Six routes — stocks & mutual funds (most liquid, lowest minimums), angel investing in startups (highest risk, longest hold), GIFT City IFSC (USD-denominated, no FEMA paperwork), US stocks from India through LRS, property in India (largest ticket, repatriable from NRE), and a weekly live-opportunities feed across all five. FEMA allows all six. The right starting point depends on liquidity, risk appetite and tax residency — not what your relative did.
What we ignore: NFO marketing pitches, "guaranteed return" property launches, pre-revenue startup decks at unicorn valuations, regular-plan distributors, "smart-beta" gimmicks that closet-index Nifty.
0 paid placements. Quarterly editorial audit. Last full review: May 2026.
Banking first, then stocks/MFs. Open NRE + NRO accounts before anything else — every route below depends on having both. Then start with stocks & mutual funds: ₹500 SIPs, daily liquidity, lowest cost to learn India market behaviour without committing capital you can't pull back.
Property only makes sense at ₹50L+ ticket size — below that the transaction cost (registration ~6%, brokerage ~1%) eats too much. Startup angel investing is the last route to add — needs a 10+ deal portfolio for power-law math to work, and you should already have a base portfolio in stocks/MFs first.
Repatriability follows the source of funds, not the asset type.
NRE-funded (foreign income remitted into NRE): fully repatriable when sold. No cap. Property bought from NRE? Sale proceeds repatriable. Stocks bought from NRE via PIS? Same.
NRO-funded (Indian-source income — rent, dividends, inheritance): capped at $1M / financial year by RBI. Even if you sell ₹50 Cr of property in one year, you can only repatriate $1M of it per year.
Plan upfront — once you fund an investment from NRO, it stays NRO-tagged forever.
The PFIC trap. Any non-US pooled investment vehicle (Indian MFs, ETFs, AIFs, ULIPs) is classified by the IRS as a Passive Foreign Investment Company. Default tax treatment is punitive: gains taxed at the highest marginal rate + an interest charge as if you'd accrued the gain evenly each year you held it.
Workarounds: (1) Hold direct equity in your Indian demat — no PFIC. (2) Buy India ETFs on US exchanges (INDA, EPI, SMIN) — same exposure, no PFIC, no Form 8621. (3) GIFT City instruments held in USD — typically not PFIC. (4) QEF election if you want to keep the Indian MF and accept full annual reporting.

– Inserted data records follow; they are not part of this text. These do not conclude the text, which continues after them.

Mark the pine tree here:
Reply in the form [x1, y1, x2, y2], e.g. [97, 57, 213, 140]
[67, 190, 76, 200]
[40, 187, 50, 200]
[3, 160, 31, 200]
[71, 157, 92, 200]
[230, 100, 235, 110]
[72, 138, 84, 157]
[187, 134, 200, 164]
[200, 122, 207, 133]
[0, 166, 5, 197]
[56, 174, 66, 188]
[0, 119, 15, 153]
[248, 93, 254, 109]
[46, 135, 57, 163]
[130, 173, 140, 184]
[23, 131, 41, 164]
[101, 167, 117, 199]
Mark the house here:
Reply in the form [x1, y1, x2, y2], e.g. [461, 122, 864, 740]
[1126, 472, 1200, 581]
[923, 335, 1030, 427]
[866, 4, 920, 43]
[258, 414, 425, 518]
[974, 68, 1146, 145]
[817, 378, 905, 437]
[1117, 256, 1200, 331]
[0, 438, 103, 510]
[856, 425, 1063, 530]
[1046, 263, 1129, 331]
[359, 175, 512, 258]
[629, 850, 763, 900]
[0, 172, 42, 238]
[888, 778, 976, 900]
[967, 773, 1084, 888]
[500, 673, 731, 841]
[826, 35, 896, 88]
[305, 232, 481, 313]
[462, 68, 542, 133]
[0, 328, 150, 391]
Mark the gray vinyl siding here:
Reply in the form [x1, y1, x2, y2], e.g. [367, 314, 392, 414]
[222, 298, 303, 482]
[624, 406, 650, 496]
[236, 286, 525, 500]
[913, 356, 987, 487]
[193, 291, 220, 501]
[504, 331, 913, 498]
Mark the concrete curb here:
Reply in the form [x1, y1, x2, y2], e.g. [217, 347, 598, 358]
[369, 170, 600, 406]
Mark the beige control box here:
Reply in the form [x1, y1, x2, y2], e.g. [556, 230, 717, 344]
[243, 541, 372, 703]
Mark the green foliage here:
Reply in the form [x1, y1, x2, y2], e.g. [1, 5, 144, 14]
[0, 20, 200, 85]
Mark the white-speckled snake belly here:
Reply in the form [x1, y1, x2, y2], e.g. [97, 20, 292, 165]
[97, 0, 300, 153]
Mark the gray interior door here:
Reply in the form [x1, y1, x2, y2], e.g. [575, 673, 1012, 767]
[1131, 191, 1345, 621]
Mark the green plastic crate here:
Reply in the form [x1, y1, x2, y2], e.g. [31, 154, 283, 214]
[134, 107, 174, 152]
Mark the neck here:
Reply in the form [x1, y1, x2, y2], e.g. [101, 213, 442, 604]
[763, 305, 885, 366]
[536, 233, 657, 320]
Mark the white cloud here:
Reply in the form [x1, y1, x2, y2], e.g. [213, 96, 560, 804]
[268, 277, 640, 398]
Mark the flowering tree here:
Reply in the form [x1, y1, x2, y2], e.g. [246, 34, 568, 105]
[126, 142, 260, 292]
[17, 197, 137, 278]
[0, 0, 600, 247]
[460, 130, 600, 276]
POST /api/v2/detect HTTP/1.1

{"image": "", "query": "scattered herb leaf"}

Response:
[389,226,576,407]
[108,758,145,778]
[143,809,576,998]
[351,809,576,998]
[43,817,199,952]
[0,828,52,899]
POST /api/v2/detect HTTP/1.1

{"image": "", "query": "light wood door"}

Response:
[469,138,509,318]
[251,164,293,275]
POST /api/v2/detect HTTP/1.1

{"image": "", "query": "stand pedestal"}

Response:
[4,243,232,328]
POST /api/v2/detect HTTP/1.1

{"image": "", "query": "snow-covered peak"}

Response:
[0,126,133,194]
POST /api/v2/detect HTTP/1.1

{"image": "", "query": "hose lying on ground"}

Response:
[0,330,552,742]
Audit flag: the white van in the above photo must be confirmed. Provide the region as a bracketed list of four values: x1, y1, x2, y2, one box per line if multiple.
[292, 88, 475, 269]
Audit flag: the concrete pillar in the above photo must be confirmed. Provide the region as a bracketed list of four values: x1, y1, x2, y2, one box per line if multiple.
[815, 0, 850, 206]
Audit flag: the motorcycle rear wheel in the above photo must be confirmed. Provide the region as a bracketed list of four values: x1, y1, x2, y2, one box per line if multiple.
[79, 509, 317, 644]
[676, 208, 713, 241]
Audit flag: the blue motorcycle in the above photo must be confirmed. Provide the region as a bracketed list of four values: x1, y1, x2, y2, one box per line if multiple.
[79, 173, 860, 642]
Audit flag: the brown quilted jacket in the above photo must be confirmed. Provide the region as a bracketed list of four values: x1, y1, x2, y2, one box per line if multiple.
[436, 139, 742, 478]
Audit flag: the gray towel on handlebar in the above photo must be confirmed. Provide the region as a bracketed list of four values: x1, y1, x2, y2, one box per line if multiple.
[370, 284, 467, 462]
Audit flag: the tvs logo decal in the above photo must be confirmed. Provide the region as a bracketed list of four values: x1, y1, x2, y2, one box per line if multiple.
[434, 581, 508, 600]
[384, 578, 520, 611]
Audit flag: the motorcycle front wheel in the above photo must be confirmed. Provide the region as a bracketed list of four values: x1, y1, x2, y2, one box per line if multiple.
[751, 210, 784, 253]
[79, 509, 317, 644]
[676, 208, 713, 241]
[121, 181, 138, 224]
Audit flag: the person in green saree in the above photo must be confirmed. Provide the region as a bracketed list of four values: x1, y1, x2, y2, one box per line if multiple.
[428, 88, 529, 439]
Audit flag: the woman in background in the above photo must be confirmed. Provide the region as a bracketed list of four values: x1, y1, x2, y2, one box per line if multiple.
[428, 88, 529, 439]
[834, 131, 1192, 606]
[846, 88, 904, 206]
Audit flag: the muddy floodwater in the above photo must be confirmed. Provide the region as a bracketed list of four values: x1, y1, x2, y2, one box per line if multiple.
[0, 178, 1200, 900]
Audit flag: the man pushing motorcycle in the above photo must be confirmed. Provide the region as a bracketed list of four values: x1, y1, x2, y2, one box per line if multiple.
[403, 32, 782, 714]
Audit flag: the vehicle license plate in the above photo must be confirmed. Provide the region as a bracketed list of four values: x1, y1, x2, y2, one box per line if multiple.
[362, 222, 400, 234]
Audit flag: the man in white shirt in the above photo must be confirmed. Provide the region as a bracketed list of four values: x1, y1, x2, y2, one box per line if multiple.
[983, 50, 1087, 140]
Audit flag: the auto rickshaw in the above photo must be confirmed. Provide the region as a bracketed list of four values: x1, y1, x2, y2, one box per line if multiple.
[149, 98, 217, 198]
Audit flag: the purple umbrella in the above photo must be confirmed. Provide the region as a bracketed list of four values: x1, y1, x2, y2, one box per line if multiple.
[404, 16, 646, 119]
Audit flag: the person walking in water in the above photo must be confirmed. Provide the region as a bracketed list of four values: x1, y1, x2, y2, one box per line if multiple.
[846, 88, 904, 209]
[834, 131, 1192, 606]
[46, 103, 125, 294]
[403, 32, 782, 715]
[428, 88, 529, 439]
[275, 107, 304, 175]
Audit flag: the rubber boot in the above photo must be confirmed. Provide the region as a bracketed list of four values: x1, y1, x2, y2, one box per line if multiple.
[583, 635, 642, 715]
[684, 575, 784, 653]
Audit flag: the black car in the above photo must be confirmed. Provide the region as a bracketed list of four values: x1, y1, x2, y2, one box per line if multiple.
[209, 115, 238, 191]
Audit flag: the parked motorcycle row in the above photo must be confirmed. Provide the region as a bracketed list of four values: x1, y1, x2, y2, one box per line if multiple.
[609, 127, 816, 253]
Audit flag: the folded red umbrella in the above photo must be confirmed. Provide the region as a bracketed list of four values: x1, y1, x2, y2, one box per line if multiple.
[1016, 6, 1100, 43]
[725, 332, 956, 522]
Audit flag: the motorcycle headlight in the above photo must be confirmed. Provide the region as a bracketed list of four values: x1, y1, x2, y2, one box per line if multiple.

No — every route can be opened from abroad. Demat: video KYC + courier docs (7-day onboarding at most brokers). Mutual funds: online KYC at AMC sites. Property: appoint a PoA in India to sign on your behalf. Startup investing: angel platforms onboard NRIs entirely online.
The one exception is some bank-side MF distribution for US/Canada residents — ICICI, HDFC, SBI, Axis require an in-person India visit to activate MF investing post-2022. Kotak Mahindra is the workaround — fully online including for US/Canada NRIs.